Muito mais tarde, decorridos cento e trinta anos, outros governos e soberanias imitariam, de uma forma ainda mais apressada e sobretudo, menos digna, o exemplo dado pelo Regente D. João, encontrando novos portos de abrigo onde se eximiram aos ditames do vencedor do momento. A rainha Guilhermina da Holanda e os reis Haakon, Pedro II e Jorge II da Noruega, Jugoslávia e Grécia, respectivamente, puderam organizar a resistência nacional à invasão nazi. A derrota militar foi apenas uma batalha perdida e possibilitaram com essas "fugas", o forjar de armas e exércitos que desafrontaram as suas nações. O Armistício francês de Junho de 1940, foi prenhe de consequências nefastas, das quais a França jamais se libertou e podemos legitimamente imaginar, como teria evoluído a II Guerra Mundial, no caso do governo francês não ter ido à Canossa indicada pela vencedora Wehrmacht.

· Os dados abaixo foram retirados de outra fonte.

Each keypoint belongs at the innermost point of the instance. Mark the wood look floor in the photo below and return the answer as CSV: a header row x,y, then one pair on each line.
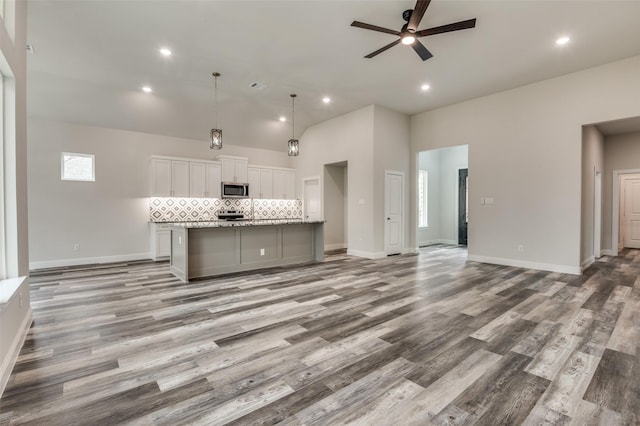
x,y
413,339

Podemos apenas imaginar o que teria sucedido se Junot tivesse conseguido executar as ordens recebidas das mãos do seu imperador. O Regente e toda a sua família, conheceriam o mesmo destino dos Bourbon de Espanha, partindo coactos para um incerto exílio em França, onde uma abdicação era a hipótese mais provável. O Brasil tal como hoje o conhecemos, jamais existiria na sua grandeza territorial e talvez, até na sua estrutura e multiplicidade étnica. As ilhas atlânticas, seriam hoje, possíveis territórios da coroa britânica, à semelhança de Gibraltar. Embora a derrota final de Napoleão fosse inevitável - dada a relação de forças em presença e a hegemonia inglesa nos mares -, é lícito questionar, se Portugal não teria um destino semelhante ao da Noruega, Finlândia ou Polónia, que no Congresso de Viena, foram sacrificadas às razões do equilíbrio de poder na Europa e à política de simplificação do mapa e de compensações.

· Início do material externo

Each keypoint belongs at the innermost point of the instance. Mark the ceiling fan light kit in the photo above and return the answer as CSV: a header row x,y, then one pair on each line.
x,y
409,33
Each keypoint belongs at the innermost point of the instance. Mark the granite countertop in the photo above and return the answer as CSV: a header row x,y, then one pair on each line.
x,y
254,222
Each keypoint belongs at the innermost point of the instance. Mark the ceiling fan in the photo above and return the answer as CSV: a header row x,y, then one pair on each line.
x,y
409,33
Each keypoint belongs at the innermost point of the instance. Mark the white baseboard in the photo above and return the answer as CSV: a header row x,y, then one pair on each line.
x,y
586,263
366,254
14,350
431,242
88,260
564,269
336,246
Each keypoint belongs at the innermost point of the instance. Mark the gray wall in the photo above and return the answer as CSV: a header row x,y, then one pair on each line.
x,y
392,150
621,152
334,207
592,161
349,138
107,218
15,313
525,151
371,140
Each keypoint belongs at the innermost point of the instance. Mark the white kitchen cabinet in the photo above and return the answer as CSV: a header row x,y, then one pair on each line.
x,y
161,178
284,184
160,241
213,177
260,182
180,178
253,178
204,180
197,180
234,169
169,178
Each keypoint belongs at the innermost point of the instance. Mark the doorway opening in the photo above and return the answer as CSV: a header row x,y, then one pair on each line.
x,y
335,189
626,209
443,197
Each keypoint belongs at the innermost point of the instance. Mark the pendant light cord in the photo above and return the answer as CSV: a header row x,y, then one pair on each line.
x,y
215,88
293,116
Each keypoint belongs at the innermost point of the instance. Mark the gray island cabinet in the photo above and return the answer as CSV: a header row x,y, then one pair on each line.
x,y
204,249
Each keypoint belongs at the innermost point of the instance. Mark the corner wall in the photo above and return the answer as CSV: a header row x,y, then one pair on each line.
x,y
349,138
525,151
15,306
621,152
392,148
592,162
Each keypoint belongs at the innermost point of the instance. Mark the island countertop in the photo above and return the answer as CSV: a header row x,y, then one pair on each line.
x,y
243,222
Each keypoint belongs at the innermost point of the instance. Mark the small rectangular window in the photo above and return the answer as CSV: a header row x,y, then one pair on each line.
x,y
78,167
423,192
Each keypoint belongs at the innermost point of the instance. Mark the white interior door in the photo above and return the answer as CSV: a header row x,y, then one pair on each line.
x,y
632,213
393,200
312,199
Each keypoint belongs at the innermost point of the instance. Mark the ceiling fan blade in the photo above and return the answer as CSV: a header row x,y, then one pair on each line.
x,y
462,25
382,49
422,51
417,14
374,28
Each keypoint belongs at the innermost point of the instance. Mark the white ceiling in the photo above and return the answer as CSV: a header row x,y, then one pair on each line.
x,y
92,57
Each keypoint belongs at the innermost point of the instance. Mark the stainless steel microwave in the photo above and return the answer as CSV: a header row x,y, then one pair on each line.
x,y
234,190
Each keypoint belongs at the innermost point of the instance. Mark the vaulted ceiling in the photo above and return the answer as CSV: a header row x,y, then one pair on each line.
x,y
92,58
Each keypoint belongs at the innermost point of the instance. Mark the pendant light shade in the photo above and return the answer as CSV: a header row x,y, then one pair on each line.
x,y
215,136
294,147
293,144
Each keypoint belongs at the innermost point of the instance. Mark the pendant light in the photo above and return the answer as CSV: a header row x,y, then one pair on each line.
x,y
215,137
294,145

Pelo contrário, a declaração de guerra à França - assinada já pelo Regente na sua nova capital além-mar -, possibilitou a manutenção da legitimidade e existência do Estado como entidade soberana. O levantamento nacional, a organização de um exército que foi um instrumento precioso sob o comando de Wellington, garantiram a presença de Portugal na Grande Mesa do Congresso, ao lado da Inglaterra, Rússia, Áustria, Prússia, França e Espanha. Foi talvez, o momento áureo da velha aliança luso-britânica e do efectivo nascimento do Brasil como nação internacionalmente reconhecida, com o nome de Reino Unido de Portugal, Brasil e Algarves.

O Regente D. João prestou um grande serviço ao país, e ao fazê-lo, criou uma segunda uma segunda Pátria que é também de todos nós. O Brasil, como diz aquele bem conhecido Fado Tropical, talvez ainda se ..."vai tornar num imenso Portugal"... É esta a nossa garantia de sobrevivência como cultura, língua e destino, que são ímpares na Europa. No passado sábado, estava - sei eu lá porquê? - hasteada uma bandeira brasileira na grande varanda do Palácio de S. Bento. Naquele momento de passeio por Lisboa, recordei agradecido, a decisão tomada numa hora de grande comoção nacional. Se pudesse ter visto a fachada do Parlamento, D. João VI teria sorrido com bonomia. A prudência e a memória eram duas das suas grandes qualidades. Saibamos aproveitar o precioso legado.

Carla Gomes disse...

Obrigado pela visita e rico conteúdo que aqui nos deixaste Nuno:)

Nuno Castelo-Branco disse...

Puxa, Carla, recebi hoje, 8 de Novembro, uma cópia da mensagem. Obrigado eu por teres publicado.